A este punto, usualmente, el ánimo del público empezaba a decrecer, salía de pechos, gargantas y bocas, como un espíritu exhausto, a disolverse en un aire de final de fiesta. Ella solía observar fascinada el proceso: la energía acumulada esfumándose de los cuerpos como un flujo de agua derramada perdiéndose por las esquinas, mientras la compacta multitud se abría como una mano extendida despidiéndose.

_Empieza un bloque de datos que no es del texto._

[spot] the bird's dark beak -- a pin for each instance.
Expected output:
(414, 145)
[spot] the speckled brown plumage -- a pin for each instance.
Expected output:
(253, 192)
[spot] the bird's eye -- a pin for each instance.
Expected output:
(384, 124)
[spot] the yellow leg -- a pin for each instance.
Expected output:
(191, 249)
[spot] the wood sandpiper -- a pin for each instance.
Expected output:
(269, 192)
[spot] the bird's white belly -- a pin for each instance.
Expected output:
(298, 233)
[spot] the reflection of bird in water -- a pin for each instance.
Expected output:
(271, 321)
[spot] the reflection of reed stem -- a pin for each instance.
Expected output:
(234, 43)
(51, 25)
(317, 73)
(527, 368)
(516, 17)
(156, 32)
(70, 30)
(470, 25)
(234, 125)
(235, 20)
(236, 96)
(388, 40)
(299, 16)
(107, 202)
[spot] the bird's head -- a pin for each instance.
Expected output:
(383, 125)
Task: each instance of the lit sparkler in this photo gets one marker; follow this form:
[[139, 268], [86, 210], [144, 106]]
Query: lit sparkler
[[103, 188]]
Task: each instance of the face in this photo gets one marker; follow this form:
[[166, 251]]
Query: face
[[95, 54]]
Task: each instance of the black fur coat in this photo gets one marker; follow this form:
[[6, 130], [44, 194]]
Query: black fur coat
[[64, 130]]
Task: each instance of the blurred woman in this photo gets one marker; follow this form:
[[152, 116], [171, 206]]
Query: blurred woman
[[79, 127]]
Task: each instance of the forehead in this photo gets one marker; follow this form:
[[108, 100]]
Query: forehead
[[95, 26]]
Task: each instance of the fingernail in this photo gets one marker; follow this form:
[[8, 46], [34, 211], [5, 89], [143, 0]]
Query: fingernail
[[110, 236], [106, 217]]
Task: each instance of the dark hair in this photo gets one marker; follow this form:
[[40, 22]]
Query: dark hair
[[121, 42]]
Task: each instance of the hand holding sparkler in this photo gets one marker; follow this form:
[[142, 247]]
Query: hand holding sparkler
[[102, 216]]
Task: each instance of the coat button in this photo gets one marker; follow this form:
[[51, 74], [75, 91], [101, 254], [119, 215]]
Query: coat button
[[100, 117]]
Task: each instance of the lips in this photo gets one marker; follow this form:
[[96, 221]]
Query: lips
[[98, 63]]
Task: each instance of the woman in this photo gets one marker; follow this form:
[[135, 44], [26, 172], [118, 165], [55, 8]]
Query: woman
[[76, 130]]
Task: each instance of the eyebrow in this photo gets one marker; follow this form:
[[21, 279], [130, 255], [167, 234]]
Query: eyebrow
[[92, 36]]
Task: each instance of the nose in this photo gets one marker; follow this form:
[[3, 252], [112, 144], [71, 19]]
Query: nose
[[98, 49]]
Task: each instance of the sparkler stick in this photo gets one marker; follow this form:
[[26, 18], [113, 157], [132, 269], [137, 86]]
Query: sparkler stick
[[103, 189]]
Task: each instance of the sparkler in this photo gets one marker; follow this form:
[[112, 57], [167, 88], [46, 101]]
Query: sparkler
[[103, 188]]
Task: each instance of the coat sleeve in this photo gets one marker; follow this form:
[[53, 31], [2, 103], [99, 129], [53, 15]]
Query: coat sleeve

Aquel día, sin embargo, aún reservaba una sorpresa: fuegos artificiales donados por la Embajadora de China. La primera detonación se escuchó a lo lejos. La multitud detuvo su éxodo. Un paraguas de luces rosa encendido descendió desde el cielo sobre la plaza. Lo sucedieron cascadas de iluminados pétalos blancos, arañas verdes, copos de azul y tentáculos amarillos. Todos los rostros se alzaron para mirar el deslumbre mientras de las gargantas brotaban las exclamaciones. Viviana sonrió. Amaba los fuegos artificiales. Eva, que era Ministra de Seguridad y Defensa, había dispuesto que ella y las demás bajaran del estrado y se retiraran a mirar las luces desde un sitio más seguro, pero Viviana no se movió, cautivada por la luz y por el efecto del cielo encendido sobre los rostros de aquella multitud súbitamente transportada a los portentos de la infancia. Ajena ya a su rol de protagonista, normalizado el flujo de adrenalina de su actuación pública, pudo, en ese instante de reposo, reparar en un hombre con la cabeza cubierta por una gorra azul de camionero que se abría paso entre la multitud. Lo vio acercarse y alzar los brazos a poca distancia como para sacarse una sudadera por la cabeza. Muy tarde reconoció su intención. No oyó el disparo pero un calor viscoso la golpeó fuertemente en el pecho y la frente y la hizo perder el equilibrio. Cayó hacia atrás sin remedio, desplomándose cuan larga era. Aún alcanzó a oír el griterío que irrumpió a su alrededor. Vio un hombre flaco, también de gorra, con cara de buen samaritano inclinarse sobre ella. Quebrándose en el caleidoscopio del líquido tornasol en el que lentamente sintió hundirse, vio los rostros de Eva, Martina y Rebeca como reflejos asomados a un estanque. Cuando oyó el aullar plañidero de las ambulancias, ya sus pensamientos, como si alguien hubiese abierto una trampa, corrían a desaguar en un total silencio.